Bowel cancer – do you have this painful warning sign? How to spot symptoms

Bowel cancer is one of the most common cancers to be diagnosed in the UK and more common signs of the disease include persistently finding blood in the stools, or a prolonged change in bowel habit.

A lesser-known symptom of bowel cancer is having a pain in the abdomen that you can’t explain, warned charity Bowel Cancer UK.

The pain may be worse after eating, or may be linked to significant weight loss.

In the worst-case scenario, the abdominal pain may be caused by a tear in the bowel – a direct result of cancer – according to medical website EMedicineHealth.

If the contents of the bowel subsequently leaks into the pelvis, it can cause inflammation, pain, or infection.

Bowel Cancer UK said: “People whose cancer is diagnosed at an early stage have a much higher chance of successful treatment than those whose cancer has become more widespread.

“If you have any symptoms, don’t be embarrassed and don’t ignore them. Doctors are used to seeing lots of people with bowel problems.”

These symptoms include a pain or a lump in the stomach area or back passage.

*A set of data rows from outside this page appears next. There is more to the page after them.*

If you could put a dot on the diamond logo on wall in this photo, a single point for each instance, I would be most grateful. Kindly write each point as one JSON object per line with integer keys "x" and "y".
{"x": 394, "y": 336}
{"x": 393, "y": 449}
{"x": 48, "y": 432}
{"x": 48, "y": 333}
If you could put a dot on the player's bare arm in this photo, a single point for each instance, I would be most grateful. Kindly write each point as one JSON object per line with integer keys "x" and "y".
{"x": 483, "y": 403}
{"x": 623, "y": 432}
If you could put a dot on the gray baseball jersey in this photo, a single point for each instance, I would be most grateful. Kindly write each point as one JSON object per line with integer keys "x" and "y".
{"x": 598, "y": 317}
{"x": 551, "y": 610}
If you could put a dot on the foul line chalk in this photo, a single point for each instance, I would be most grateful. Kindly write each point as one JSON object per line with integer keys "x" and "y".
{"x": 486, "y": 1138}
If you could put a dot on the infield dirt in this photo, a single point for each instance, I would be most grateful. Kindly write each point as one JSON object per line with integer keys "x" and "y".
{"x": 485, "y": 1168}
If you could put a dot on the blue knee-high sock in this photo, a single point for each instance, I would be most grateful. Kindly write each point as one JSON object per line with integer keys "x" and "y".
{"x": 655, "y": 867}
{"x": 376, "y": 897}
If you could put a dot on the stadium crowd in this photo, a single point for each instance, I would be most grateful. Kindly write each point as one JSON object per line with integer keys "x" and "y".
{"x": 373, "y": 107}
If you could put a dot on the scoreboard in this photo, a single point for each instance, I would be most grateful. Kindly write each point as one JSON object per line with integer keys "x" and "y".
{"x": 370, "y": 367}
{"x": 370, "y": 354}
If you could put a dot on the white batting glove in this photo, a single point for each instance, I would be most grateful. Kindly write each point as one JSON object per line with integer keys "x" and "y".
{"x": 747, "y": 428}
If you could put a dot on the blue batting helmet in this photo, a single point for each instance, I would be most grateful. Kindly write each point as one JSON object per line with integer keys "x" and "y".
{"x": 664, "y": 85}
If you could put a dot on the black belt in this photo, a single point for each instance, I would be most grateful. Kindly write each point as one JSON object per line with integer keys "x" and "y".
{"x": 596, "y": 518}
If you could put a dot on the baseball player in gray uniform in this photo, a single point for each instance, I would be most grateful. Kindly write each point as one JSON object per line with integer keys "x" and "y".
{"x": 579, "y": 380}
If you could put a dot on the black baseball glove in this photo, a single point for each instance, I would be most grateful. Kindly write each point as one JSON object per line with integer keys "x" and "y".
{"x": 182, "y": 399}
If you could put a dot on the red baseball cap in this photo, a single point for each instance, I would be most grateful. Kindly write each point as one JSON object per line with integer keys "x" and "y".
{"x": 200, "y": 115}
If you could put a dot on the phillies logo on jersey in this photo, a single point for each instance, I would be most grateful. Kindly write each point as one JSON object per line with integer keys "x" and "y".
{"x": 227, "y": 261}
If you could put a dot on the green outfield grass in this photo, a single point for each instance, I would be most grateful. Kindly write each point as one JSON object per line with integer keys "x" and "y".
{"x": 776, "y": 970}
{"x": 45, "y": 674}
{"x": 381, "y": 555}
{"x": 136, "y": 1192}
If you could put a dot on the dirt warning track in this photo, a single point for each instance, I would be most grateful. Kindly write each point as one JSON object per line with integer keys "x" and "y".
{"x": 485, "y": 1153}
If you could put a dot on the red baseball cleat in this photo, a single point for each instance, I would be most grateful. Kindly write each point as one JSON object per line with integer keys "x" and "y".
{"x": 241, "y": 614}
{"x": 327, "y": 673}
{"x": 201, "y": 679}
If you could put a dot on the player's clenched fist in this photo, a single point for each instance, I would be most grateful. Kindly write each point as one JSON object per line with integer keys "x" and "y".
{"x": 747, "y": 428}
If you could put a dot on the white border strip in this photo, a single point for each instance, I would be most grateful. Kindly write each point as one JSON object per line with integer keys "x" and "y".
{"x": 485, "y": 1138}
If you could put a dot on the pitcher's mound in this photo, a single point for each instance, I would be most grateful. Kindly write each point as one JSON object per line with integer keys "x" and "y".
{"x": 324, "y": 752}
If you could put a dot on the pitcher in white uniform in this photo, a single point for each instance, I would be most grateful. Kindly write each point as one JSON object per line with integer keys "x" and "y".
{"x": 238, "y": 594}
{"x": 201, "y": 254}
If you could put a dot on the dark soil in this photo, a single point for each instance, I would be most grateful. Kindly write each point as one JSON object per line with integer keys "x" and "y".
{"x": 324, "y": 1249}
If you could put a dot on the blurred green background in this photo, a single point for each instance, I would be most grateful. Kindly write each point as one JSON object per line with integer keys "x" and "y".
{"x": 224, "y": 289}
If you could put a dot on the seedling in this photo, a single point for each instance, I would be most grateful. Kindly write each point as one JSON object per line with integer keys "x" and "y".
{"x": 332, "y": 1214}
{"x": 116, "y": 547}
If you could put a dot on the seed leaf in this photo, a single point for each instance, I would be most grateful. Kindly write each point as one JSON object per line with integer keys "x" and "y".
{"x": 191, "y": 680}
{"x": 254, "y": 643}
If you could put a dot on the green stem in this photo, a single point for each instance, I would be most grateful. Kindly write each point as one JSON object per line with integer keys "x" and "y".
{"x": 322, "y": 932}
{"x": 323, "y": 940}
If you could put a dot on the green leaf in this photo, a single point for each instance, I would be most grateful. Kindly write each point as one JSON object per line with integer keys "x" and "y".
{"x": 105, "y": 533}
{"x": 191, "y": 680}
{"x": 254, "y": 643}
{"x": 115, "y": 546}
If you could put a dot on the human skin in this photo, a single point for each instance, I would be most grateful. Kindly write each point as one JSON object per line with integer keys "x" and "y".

The charity added: “See your GP if these symptoms don’t go away or if they’re affecting how you sleep or eat.”

Having said this, most stomach pains aren’t serious and will go away by themselves within a few days.

But anyone suffering a pain they’re worried about should call 999 or go to A&E straight away – especially if the stomach ache is very severe, and comes on suddenly.

You should also go to hospital if it hurts to touch the stomach, your stool appears bloody or black, or if you can’t pass any stools.

In other bowel cancer news, Public Health England recently reported screening for the disease is to start from 50 years old.

Every two years, patients are sent home test kits, which is used to collect a stool sample.

Although the exact cause of bowel cancer isn’t entirely known, there are a number of factors that increase the risk of the disease.

Patients are more likely to develop bowel cancer if the disease runs in the family, or if they eat a diet that’s high in red or processed meat.

And around 95 per cent of all cases are diagnosed in people over 60 years old.

If it’s revealed that a patient has bowel cancer, surgery is the most likely treatment method. But, chemotherapy, radiotherapy or biological treatments could all be suggested by a doctor.

The cancer can be cured if it’s detected early enough. A complete cure isn’t always possible, however, and there’s always a risk the cancer could return at a later date.